Google Analytics screen shot example
Real bot traffic, caught in the wild

You can also see traces of spam in the Referral channel. Referral spam is a bit more sleuth-y than real bots as they attempt to mask their identity by using fake referrer headers – usually the name of the domain that they want to promote. Go to your list of referrals (Acquisition > Channels > Referrals), sort the bounce rate column low to high and you will likely see some suspicious domains, like the ones below:

Google Analytics screen shot of example spam names
Mmm, delicious spam

Fake traffic is not always obvious, but try using all of the points above in combination to catch it in the act. Check through your list of sources for unusual looking domains, apply secondary dimensions for extra analysis and look at those engagement metrics closely.

How do I get rid of bot traffic?

Now we’ve identified some bot traffic let’s not sit on our hands.

A while back, Google introduced a feature to Analytics called ‘Bot Filtering’. Ticking this checkbox should prevent data coming in from every possible bot and spider and eliminate your spam traffic completely.

Google Analytics bot filtering

The End.


Not really…

Although this feature will help a little bit, it’s by no means a catch-all.
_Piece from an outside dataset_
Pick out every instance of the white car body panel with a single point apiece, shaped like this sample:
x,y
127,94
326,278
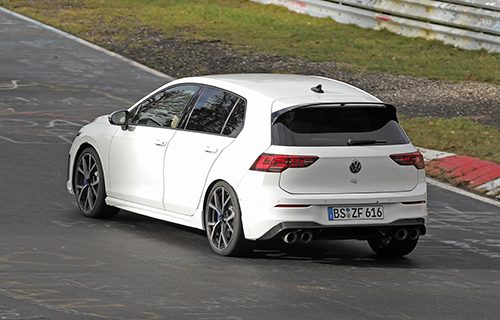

I’ve found that even with accounts that have this enabled, bot traffic can still run riot.

Fortunately, Google Analytics allows you to filter out unwanted data and this certainly the most effective way. Follow the steps below and say goodbye to that junk:

This filter will only include traffic coming from your domain and should eliminate rogue data coming from spammy hostnames.

To set up a filter in GA, go to ‘Admin’ > ‘Filters’

Google Analytics admin filter options screen shot

Click ‘+ Add Filter’

Google Analytics add filter screen shot

Name your filter something distinguishable, like the below:

Google Analytics filter naming

Choose ‘Custom’ as the filter type, select ‘Include’ and from the resultant drop down select ‘Hostname’. Insert the name of your domain(s) here. Press save and you’re all set!

Google Analytics customer filter setting

You can filter certain data from a whole list of different dimensions. In our earlier examples, we saw traces of referral spam. We can get rid of this in the same manner by tweaking the filter, like the below.

This time we want to be explicit with what we want to see excluded from Google Analytics. Choose ‘Exclude’ and from the filter field dropdown select ‘Referral’.

When you’re entering multiple domains into the filter pattern field, you will need to use the pipe symbol ‘|’ in between each domain you enter. This is a regular expression and is a useful aspect to learn when it comes to Google Analytics. We’ll save this for a rainy day.

Google Analytics exclude spam filter field

The above filters can be tweaked dependant on what attribute of spam/bot traffic you find. Although filtering the data out of your account is the best course of action, there are few points to note here:

  • As this is a filter with manual conditions, you’re going to have to update this list regularly. As best practice, I’d do a scan for bot/spam traffic in your account every month and add any new domains you find to the filter we’ve just created.
  • Do NOT add these domains to the ‘referral exclusion’ list, rather than filtering them out. All this will do is attribute your referral spam to the ‘Direct’ channel and will not clean your account of spam.
  • As best practice apply these filters to a test view first to ensure they are done correctly. If you don’t have a test view in your account…make one!

Until Google finds a more robust method of eliminating this kind of traffic from Analytics, the above methods will have to suffice. Get in the habit of checking regularly for signs of bots/spam in your account and take the appropriate steps to eliminate them; it only takes a few minutes and it’ll help keep your data clean, accurate and spam free!